I wasn't feeling great for a few days -- tired and queasy in the morning. So, I spent about 4 minutes on the internet, diagnosing my condition. Luckily for me, it was an uncomplicated diagnosis -- according to WebMD, I was two months pregnant.
But my first self-diagnosis may be my last, since my internet diagnostic skills apparently need work. Actually, it was a slight case of the flu. And I'm not the only one. After my friend Jack looked up his itchy feet, he was sure he'd caught some rare tropical illness, not the athlete's foot it turned out to be. In fact, a study showed eight out of ten people searched the web when they were sick, instead of consulting a medical professional.

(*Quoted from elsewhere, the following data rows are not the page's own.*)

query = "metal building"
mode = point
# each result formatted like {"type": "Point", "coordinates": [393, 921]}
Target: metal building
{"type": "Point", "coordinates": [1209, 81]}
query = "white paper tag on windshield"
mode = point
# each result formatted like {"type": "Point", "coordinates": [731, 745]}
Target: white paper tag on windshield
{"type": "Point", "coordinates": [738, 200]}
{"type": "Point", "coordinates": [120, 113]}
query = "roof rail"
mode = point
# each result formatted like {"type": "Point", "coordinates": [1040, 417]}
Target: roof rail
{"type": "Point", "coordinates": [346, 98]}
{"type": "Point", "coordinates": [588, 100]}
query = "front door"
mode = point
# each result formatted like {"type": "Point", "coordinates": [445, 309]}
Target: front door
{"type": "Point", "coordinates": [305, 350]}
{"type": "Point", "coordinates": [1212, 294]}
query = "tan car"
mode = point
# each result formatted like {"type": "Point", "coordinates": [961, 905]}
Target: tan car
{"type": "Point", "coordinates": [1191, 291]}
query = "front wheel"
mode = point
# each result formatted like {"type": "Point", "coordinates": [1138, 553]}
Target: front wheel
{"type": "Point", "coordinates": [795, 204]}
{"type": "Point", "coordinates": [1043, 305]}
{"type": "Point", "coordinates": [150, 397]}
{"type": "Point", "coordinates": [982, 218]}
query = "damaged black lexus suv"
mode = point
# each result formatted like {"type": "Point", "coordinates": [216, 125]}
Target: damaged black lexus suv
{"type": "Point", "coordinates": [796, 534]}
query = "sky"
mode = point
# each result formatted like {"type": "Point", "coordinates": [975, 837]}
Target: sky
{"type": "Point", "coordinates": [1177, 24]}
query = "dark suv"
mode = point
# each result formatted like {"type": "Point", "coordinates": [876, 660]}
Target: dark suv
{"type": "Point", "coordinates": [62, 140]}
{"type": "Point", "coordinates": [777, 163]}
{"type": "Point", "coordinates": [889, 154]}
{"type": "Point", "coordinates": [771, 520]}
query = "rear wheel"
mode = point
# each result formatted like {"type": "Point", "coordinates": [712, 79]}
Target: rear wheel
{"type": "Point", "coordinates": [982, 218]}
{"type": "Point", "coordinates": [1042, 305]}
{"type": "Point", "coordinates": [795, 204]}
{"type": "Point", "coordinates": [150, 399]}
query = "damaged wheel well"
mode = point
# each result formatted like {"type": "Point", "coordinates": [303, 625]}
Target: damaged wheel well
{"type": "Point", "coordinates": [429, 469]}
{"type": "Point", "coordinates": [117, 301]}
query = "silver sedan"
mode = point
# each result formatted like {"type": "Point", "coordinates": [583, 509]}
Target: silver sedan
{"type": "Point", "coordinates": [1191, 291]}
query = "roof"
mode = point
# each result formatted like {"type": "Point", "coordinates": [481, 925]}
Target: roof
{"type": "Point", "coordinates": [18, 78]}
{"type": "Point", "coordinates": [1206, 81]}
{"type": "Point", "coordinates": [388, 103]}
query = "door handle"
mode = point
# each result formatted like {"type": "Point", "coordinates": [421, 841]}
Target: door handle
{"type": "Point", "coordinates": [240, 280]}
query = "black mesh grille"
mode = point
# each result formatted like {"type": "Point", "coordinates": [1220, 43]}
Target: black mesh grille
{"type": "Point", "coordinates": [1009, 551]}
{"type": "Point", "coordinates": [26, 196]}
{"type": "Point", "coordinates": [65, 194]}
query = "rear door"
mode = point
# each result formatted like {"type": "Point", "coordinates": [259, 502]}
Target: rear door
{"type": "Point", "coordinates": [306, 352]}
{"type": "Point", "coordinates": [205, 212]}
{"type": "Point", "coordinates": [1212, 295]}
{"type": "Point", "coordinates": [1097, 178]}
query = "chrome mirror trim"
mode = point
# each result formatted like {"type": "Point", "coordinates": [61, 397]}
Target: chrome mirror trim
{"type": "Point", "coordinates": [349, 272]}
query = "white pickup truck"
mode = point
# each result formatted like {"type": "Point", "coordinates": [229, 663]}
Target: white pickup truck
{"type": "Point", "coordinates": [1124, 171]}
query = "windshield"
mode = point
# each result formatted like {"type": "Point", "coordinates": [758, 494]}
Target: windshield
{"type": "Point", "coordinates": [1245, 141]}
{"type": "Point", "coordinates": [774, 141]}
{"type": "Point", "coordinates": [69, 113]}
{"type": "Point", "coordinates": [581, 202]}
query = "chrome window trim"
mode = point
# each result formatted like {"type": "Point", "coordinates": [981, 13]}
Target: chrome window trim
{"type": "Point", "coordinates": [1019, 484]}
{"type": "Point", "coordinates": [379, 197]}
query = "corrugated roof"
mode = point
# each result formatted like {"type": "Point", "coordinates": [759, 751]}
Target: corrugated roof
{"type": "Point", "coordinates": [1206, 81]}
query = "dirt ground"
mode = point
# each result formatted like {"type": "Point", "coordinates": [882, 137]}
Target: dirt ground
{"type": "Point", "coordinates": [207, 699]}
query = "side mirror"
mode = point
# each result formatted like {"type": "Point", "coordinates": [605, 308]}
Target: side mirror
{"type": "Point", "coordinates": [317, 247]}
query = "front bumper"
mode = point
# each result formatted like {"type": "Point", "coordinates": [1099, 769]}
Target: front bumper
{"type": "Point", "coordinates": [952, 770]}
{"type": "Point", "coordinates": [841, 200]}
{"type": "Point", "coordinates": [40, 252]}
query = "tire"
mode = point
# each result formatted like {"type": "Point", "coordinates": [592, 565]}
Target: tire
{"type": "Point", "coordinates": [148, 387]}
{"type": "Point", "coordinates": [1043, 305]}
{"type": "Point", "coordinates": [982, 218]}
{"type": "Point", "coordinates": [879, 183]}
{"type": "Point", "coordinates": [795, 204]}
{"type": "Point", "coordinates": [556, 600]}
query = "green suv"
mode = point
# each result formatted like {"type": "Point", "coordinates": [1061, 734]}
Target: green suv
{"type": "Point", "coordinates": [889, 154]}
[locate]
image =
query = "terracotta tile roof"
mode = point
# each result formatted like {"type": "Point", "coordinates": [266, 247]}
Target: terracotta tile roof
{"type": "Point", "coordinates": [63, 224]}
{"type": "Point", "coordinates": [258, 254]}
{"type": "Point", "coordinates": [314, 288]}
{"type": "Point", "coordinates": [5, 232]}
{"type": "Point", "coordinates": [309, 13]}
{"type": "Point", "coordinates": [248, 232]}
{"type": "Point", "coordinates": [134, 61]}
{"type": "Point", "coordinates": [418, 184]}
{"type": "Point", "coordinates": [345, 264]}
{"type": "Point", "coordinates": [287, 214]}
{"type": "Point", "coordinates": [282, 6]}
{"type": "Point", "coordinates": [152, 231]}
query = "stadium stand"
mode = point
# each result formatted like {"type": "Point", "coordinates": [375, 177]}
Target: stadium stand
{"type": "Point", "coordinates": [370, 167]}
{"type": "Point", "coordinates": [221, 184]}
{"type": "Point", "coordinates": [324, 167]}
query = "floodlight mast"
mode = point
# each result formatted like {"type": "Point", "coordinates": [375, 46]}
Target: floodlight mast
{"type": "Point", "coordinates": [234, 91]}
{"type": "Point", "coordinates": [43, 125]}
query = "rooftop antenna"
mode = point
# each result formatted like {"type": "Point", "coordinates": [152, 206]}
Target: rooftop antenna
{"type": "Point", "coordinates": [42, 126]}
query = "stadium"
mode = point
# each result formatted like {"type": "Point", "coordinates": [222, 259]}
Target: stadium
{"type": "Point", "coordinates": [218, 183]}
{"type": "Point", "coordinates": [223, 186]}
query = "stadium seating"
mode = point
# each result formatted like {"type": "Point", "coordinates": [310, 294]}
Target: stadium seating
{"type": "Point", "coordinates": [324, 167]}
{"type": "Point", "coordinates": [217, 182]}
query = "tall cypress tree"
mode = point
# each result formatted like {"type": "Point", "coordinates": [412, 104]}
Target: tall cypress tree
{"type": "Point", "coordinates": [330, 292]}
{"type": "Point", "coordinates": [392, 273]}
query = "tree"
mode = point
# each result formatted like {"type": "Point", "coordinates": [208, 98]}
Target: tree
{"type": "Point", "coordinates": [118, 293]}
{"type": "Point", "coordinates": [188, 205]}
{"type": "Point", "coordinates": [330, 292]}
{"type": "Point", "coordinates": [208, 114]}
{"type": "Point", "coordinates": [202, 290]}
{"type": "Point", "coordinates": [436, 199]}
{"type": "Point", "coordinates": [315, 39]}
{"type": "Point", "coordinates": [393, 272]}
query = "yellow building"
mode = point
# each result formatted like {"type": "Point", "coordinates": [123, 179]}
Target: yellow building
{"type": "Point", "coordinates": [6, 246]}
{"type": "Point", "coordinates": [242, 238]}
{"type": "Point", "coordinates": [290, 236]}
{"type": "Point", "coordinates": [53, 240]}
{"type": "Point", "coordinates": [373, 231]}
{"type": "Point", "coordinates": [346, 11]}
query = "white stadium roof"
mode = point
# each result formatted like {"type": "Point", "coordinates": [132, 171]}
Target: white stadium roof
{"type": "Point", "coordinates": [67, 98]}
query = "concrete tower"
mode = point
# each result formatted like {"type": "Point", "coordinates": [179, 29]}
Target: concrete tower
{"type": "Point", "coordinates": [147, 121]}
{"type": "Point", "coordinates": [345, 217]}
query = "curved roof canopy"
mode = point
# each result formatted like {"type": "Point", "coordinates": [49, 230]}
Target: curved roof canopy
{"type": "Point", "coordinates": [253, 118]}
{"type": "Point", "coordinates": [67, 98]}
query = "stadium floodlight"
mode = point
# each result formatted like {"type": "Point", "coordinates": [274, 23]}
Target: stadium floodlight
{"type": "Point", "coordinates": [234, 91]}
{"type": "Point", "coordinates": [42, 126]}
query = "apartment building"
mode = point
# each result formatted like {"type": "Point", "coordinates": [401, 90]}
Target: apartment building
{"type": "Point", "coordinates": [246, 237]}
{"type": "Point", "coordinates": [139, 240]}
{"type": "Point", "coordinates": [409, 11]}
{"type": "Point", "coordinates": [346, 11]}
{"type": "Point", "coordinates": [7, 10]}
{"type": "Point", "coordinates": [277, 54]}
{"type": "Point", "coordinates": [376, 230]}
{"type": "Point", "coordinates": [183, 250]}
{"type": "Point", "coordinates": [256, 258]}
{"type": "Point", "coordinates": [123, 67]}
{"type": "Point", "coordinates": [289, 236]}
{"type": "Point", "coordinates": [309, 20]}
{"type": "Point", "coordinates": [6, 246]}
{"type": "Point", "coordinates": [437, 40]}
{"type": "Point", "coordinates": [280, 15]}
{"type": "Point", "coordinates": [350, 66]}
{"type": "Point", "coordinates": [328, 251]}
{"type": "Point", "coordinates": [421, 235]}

Tempting as it is to check Yahoo if you have the sniffles, there's a reason medical school takes four years, With the bottomless internet, type in almost any symptom and dozens of possible conditions pop up, ranging from the trivial to the terminal.
It used to be enough to figure you had every illness TV doctors diagnose, treat and cure in half an hour on "Gray's Anatomy". Today's digital medical information overload has created a new term: cyberchondria - imagining you are suffering from diseases you only know about from the internet.
And, cyberchondria is actually a serious problem, according to experts, resulting in severe anxiety and stress, disrupting everyday life.
I've recovered from my own case of cyberchondria. And next time I'm a little under the weather, I'm going to think twice before paging Dr. Google.
But the experience was a useful reminder of that easily overlooked fact about ALL things internet - separating online fact from online fiction requires a healthy skepticism. Online medical sites are useful when they arm patients with information and questions they can discuss with their doctor. They can encourage a productive partnership. But good doctors don't make assumptions and don't rely on random information from random sources. As a patient, you wouldn't find that acceptable, but if you're not careful that's what you're doing when you play online doctor.
So, though you already know this, here's my prescription before following any kind of online medical advice: Take it with a grain of salt and call your doctor in the morning.
With a Perspective, I'm Richard Swerdlow.
Richard Swerdlow teaches in the San Francisco Unified School District.